Over 21 Million Music Tracks Used Without Consent to Train AI Models, Investigation Finds

A recent investigation by The Atlantic uncovered that over 21 million music tracks have been utilized without authorization to train generative AI audio models. This massive volume includes songs from prominent artists such as Flume, Tame Impala, and Sia. The research casts light on a significant gap in current AI development practices, where copyrighted material is ingested without compensating or obtaining consent from rights holders.

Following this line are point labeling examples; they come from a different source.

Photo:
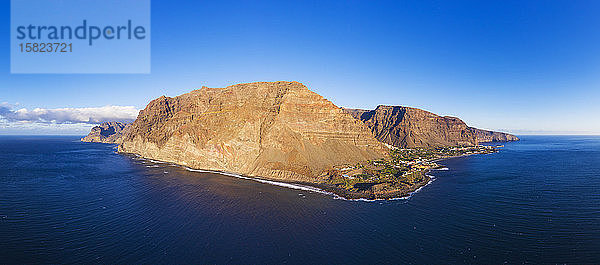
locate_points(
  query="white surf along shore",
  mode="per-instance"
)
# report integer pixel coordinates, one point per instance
(283, 184)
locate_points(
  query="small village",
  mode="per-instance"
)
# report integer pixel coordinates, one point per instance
(402, 170)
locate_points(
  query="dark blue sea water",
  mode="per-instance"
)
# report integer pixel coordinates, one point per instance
(62, 201)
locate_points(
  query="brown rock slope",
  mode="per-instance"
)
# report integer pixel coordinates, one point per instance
(107, 132)
(278, 130)
(410, 127)
(484, 136)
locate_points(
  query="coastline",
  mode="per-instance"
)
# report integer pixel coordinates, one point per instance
(323, 188)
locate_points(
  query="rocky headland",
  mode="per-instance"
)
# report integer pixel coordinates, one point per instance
(285, 132)
(407, 127)
(107, 132)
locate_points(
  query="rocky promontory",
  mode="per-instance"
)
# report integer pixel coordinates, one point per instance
(485, 136)
(283, 131)
(275, 130)
(407, 127)
(107, 132)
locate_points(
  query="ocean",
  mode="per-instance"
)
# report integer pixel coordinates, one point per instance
(63, 201)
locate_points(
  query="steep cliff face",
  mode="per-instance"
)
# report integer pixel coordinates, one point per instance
(107, 132)
(279, 130)
(409, 127)
(484, 136)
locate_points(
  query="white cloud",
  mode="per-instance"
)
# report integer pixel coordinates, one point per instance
(69, 115)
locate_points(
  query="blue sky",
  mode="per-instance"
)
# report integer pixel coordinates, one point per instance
(529, 67)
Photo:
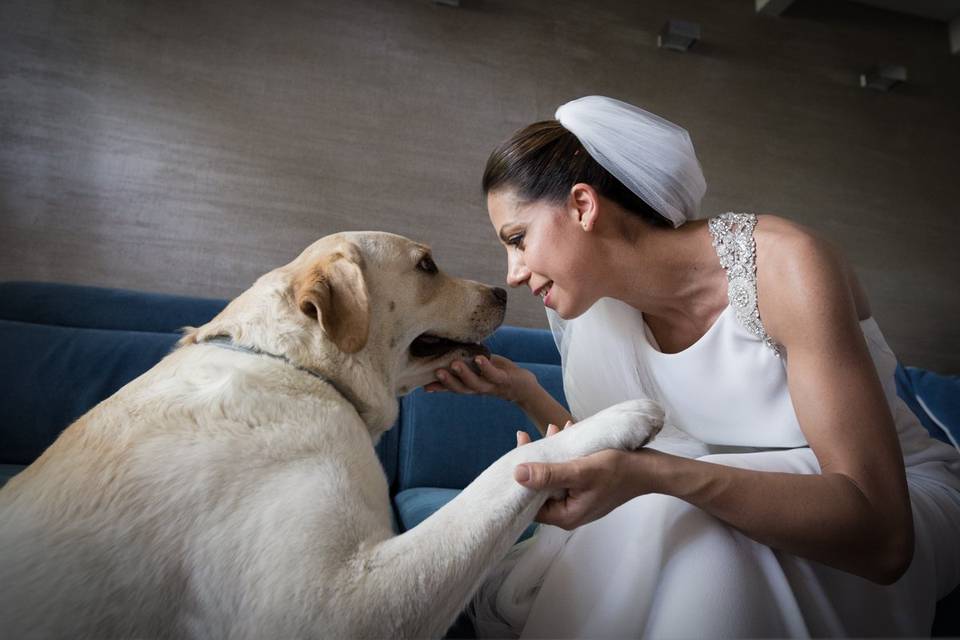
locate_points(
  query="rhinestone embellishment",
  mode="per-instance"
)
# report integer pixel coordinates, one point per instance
(733, 240)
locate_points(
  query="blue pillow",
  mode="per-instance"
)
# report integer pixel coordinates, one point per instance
(447, 439)
(53, 375)
(935, 399)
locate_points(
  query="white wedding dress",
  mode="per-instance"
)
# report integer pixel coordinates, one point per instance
(658, 567)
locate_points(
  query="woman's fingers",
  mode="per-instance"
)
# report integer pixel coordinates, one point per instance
(452, 382)
(490, 371)
(470, 379)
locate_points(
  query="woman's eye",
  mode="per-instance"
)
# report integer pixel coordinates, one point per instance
(427, 265)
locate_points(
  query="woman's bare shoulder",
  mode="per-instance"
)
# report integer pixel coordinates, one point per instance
(792, 254)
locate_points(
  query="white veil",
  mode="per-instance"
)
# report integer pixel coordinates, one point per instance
(651, 156)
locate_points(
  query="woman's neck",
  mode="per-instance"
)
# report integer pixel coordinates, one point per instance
(670, 274)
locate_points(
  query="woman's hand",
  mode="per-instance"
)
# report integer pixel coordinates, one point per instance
(595, 485)
(497, 376)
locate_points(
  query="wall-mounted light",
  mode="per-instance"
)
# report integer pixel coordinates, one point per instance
(883, 78)
(678, 35)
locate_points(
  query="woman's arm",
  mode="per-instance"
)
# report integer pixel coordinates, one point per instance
(500, 377)
(855, 515)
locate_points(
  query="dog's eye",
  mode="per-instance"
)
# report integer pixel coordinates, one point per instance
(427, 265)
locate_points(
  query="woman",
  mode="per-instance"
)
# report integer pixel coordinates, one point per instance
(792, 493)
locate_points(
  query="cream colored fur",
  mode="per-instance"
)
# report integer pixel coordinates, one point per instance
(225, 494)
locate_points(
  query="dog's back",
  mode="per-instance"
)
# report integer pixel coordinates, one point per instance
(131, 523)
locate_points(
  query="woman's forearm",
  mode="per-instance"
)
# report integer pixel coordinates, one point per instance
(540, 407)
(820, 517)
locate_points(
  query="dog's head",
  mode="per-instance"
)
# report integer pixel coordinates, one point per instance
(369, 310)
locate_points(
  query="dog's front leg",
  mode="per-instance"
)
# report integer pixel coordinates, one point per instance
(422, 579)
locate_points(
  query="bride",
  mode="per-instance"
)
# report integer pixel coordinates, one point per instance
(795, 494)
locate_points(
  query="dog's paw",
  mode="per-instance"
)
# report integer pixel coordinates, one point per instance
(626, 426)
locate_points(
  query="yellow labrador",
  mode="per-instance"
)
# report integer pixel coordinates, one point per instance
(233, 490)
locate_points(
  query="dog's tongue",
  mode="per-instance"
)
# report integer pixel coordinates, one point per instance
(429, 345)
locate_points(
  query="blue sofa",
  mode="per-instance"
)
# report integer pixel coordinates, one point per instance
(68, 347)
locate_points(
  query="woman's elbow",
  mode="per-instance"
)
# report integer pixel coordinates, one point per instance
(895, 553)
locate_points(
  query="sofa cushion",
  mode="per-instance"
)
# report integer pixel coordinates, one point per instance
(934, 398)
(416, 505)
(524, 345)
(98, 308)
(448, 439)
(53, 375)
(7, 471)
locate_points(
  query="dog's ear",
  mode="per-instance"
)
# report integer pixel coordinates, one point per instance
(334, 293)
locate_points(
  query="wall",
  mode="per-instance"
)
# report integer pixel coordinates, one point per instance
(188, 147)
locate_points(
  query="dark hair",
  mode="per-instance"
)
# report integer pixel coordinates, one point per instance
(544, 160)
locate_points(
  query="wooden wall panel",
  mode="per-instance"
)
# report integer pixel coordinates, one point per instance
(188, 147)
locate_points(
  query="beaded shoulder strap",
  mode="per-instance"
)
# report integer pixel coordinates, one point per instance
(733, 240)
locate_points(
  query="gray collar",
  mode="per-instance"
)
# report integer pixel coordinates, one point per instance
(226, 343)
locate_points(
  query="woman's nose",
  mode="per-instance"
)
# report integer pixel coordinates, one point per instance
(517, 273)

The project, driven by investigative journalist Alex Reisner and known as AI Watchdog, originally focused on identifying unauthorized data use in books, academic literature, and video content. Its expansion into music unveiled previously hidden training datasets that circulate widely across the AI development ecosystem. To increase transparency, AI Watchdog converted these often opaque collections into a publicly searchable tool that anyone can access via The Atlantic’s website. This enables artists, labels, and legal experts to pinpoint specific works used in AI training datasets.

The investigation centered on four main datasets distributed among AI developers. The largest, LAION-DISCO-12M, contains about 12.6 million tracks and was created by the German nonprofit LAION. This dataset was compiled through automated searches linking hundreds of thousands of seed artists to YouTube Music URLs and was released under an Apache 2.0 license intended for academic research. Despite this, it has been widely adopted by commercial AI developers.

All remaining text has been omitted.